Our arrival in Venice was without incident, except for the fact that we couldn't contact the owner of the apartment we rented so she could meet us since Venice doesn't really have addresses and even if we had an address the chance of finding it was next to none in the maze of streets. For some reason it didn't occur to her that we might not have texting capability despite us telling her that, so after we figured out how to get the Alilaguna (water bus blue line) from the airport to Venice, then the 5.2 vaporetto (local water bus) to the closest stop we stood on the dock not knowing what to do. We had a phone number, but no idea where a public phone might be. Luckily, we stopped a local who spoke a bit of English AND offered to phone her for us and eventually her mom came to show us the way. It's always the last bit of travel that presents the biggest problem.
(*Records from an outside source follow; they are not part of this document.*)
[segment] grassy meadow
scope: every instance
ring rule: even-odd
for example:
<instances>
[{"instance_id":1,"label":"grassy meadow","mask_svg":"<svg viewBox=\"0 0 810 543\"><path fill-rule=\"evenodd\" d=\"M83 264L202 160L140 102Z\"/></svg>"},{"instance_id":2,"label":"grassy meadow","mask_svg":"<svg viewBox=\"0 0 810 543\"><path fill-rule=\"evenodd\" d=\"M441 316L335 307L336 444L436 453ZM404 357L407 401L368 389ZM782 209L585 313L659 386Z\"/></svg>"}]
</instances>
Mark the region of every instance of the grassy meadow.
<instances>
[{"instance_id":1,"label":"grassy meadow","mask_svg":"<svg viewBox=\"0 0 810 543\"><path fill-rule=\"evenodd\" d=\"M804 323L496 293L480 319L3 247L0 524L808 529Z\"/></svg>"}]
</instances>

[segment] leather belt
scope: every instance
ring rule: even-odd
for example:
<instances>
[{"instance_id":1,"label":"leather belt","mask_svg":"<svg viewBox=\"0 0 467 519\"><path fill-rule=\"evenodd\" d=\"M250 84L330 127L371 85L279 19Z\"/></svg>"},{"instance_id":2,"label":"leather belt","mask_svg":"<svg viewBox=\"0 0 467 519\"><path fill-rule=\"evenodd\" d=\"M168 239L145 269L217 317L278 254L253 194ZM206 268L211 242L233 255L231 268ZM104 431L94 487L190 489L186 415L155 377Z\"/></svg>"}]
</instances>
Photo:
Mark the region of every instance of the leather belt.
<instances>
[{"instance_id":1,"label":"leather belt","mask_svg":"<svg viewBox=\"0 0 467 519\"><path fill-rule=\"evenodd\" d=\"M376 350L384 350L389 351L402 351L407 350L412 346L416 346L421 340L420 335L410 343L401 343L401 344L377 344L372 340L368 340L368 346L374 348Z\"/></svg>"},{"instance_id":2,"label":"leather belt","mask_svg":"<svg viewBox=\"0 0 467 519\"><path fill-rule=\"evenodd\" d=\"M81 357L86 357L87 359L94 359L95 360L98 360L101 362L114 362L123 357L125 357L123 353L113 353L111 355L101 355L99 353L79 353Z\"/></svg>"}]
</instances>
Friday we got our bearings a bit, found a SIM card/data plan for my phone so we could use GPS to prevent us from getting hopelessly lost, and met Tamy, the guide from our last trip (who we hoped would also be our guide for this trip) for a drink. She assured us that our guide this time would be just as good!
At lunch we tried the the local specialty that hordes of people were drinking - spritz - made with prosecco, bitters, and soda, with a slice of orange. Not Marj's cup of tea but I managed to down mine. Go figure.
Saturday we figured out the water bus system (one set of numbers goes clockwise around the island, the other counter-clockwise) and rode the vaporetto up and down the grand canal, over to Lido (another island) and back again. It rained a bit in the morning but it was a good day to spend on the water. We actually met quite a few people who were just riding the vaporetto around town - it's a good way to see most of Venice and with our 3 day passes it was kind of like a hop-on hop-off.
Later Saturday we checked into the boat, the Ave Maria - our hotel for the next week. This boat is significantly larger and newer than the one we were on 2 years ago. There are 32 guests and several crew. A large German group makes up about 1/2 the group, with several Brits, a couple of Aussies and some folks from Oregon.
The dining area ready for dinner:
After a short briefing we were served a marvellous 3 course meal - the starter was some pumpkin ravioli
followed by the main of thinly sliced veal with a vegetable topping and delicious potatoes baked with cheese
topped off with an apple filled pastry and pineapple sauce.
(Don't worry - I'm not posting pictures of every meal!)
Good thing we're biking during the day! With my requisite daily gelato serving and such fabulous food on the boat it's going to be a challenge to keep the weight gain to a minimum. Yeah right.